Re: Backwards Compatibility:
Agreed that we should mention this. Although Neuronland acknowledged the possibility to specify bifurcations and terminations by type, only NeuronStudio (now no longer supported) and a few other tools followed this convention. The majority of tracing and conversion tools (including Neuronland itself!) does not. Although as you noted adopting this variant has some advantages in terms of parsing speed, the disadvantage is that it changes the semantics of TypeIDs from structural domains (dendrites, axons, glial processes etc), which cannot be easily computed, to topological information which is redundant. That said, it is a good idea to mention this explicitly.

Re: Future-proofing:

There is no format expectation for the tree to be rooted in the soma. Indeed it is not uncommon for the axon to stem from a proximal dendrite.
We are not planning to put anything more in the first version standard to keep it simple and encourage adoption. The governing board will most likely revisit and address this later.
The current version is now tagged as v1.0.0

Re: Clarifications:

Undefined means that it could be anything, including soma. This typically denotes that this value needs to be corrected and defined. Unspecified refers specifically to neurites, which could be dendrites or axons. Early in development or in certain invertebrates the neurite may be undifferentiated. Even in mature vertebrate neurons, due to experimental limitations, it is not always possible to tell axons and dendrites apart. In these cases, use of typeID 6 is appropriate, and does not need to be corrected. We will add this clarification.
As a value of 0 may cause issues, we suggest setting a constant value in the lower range (between 0 and 1, excluding 0), for such files. In NeuroMorpho.Org for example, such files currently are assigned the constant radius of 0.125. We will add this clarification as well.
At least one space, " ", should be present. Additional white-space characters are allowed.

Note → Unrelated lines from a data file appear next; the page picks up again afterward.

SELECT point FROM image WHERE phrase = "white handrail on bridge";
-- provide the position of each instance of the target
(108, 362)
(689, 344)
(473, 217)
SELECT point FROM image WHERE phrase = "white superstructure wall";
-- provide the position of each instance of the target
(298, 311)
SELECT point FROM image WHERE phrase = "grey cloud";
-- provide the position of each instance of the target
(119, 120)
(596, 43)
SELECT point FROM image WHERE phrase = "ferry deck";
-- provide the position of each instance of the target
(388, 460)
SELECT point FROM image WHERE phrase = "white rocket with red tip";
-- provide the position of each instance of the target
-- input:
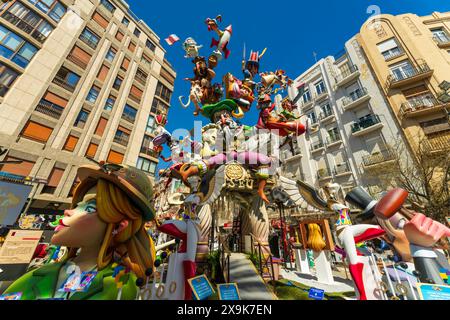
(222, 43)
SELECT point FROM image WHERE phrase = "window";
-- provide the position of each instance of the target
(320, 88)
(151, 125)
(125, 21)
(146, 165)
(36, 131)
(440, 35)
(389, 49)
(90, 38)
(108, 5)
(307, 96)
(117, 83)
(7, 78)
(54, 9)
(71, 143)
(16, 49)
(93, 94)
(129, 113)
(402, 70)
(21, 169)
(81, 119)
(109, 105)
(150, 45)
(163, 92)
(28, 21)
(67, 79)
(111, 54)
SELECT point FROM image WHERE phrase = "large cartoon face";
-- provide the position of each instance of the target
(81, 227)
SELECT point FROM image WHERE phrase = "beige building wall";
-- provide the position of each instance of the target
(413, 96)
(19, 103)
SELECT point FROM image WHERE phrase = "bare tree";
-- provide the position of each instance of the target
(426, 176)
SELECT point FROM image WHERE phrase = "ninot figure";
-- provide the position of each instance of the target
(104, 227)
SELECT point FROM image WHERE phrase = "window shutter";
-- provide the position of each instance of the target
(55, 99)
(103, 73)
(71, 143)
(101, 126)
(55, 177)
(97, 17)
(37, 131)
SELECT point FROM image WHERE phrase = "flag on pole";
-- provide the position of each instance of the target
(172, 39)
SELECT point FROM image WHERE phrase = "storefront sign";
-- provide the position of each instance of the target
(228, 291)
(433, 292)
(201, 287)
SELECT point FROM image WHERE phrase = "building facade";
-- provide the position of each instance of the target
(410, 57)
(79, 80)
(357, 130)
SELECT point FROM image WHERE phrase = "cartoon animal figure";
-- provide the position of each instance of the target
(191, 48)
(224, 37)
(195, 96)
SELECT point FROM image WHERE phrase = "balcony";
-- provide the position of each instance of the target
(342, 169)
(24, 26)
(323, 174)
(379, 158)
(122, 139)
(421, 106)
(443, 41)
(49, 109)
(64, 84)
(409, 76)
(355, 99)
(327, 116)
(77, 61)
(91, 43)
(334, 140)
(366, 125)
(345, 77)
(318, 146)
(149, 152)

Tiago Ferreira · Answer 2 · Sat May 07 2022 06:14:56 GMT+0800 (China Standard Time)

Thanks for the detailed reply @bengtl !
On the rooted soma: My comment stemmed from this sentence "The soma in SWC can consist of a single root point or multiple points, the first of which is the root. " The first time I read it, I thought it was referring to the root of the structure. But now I see that, it means 'root' of the soma collection of points. Maybe worth it to clarify this explicitly?

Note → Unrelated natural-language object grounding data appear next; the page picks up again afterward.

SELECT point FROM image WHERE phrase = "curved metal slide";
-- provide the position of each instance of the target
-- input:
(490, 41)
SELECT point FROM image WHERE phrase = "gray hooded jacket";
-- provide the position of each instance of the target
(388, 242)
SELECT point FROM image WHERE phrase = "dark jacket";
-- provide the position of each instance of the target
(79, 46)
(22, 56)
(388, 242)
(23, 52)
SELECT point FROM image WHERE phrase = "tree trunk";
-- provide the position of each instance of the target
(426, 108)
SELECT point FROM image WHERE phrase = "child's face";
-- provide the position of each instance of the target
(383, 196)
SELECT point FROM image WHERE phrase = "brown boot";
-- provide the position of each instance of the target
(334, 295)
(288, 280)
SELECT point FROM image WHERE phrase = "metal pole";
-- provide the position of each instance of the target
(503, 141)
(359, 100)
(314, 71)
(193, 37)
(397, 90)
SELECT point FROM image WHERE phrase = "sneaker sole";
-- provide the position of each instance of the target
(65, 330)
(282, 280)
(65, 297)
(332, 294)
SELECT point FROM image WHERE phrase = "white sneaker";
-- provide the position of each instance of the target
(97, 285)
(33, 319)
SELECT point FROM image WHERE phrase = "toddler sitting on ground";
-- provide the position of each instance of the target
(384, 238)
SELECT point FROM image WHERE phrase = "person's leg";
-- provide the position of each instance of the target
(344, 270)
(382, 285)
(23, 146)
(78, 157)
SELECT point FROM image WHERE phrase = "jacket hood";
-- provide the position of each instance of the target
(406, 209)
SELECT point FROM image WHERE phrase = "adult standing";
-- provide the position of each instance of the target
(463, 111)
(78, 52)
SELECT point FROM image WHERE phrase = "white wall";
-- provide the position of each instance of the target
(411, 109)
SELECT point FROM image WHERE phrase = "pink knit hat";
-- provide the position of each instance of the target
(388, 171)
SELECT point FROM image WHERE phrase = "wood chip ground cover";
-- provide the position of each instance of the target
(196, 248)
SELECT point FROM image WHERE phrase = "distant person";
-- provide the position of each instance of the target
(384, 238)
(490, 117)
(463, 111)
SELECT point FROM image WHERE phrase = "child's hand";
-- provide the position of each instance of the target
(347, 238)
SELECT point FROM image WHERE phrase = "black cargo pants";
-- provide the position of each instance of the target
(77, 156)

On the radius of 0: I would actually prefer a clear definition of what defines 'absence of radii'. In my opinion, it is better to handle the idiosyncrasies of 0 (or -1), than to adopt that 0.125 strategy. It is just hard to justify, and 125nm is actually quite common to find in real reconstructions.

Bengt Ljungquist · Answer 3 · Fri May 13 2022 05:18:58 GMT+0800 (China Standard Time)

Thank you again, @tferr for your helpful and constructive feedback.

Re: Rooted soma
We suggest the following clarification, in the section "Soma representation":
Current wording
"The soma in SWC can consist of a single root point or multiple points, the first of which is the root"
will be changed into
"The soma in SWC can consist of a single center-point or multiple points, the first of which is the point of origin. Other types of structures may occur before the soma in the file and serve as root in the file tree structure."

Re: Constant radius
While we agree that it would be beneficial to denote the presence of a constant or absent radius in some form, we have, after further consideration and discussion with members of the community, arrived at the conclusion that we cannot accept a value of 0 or -1, as it would knowingly cause problems for several established tools and applications, and potentially some more unforeseen. We think it is more suitable to denote it as part of the metadata. For the initial version of the standard, we will however not specify any further guidance on how it may be expressed. We will add it as an open topic to discuss for coming versions.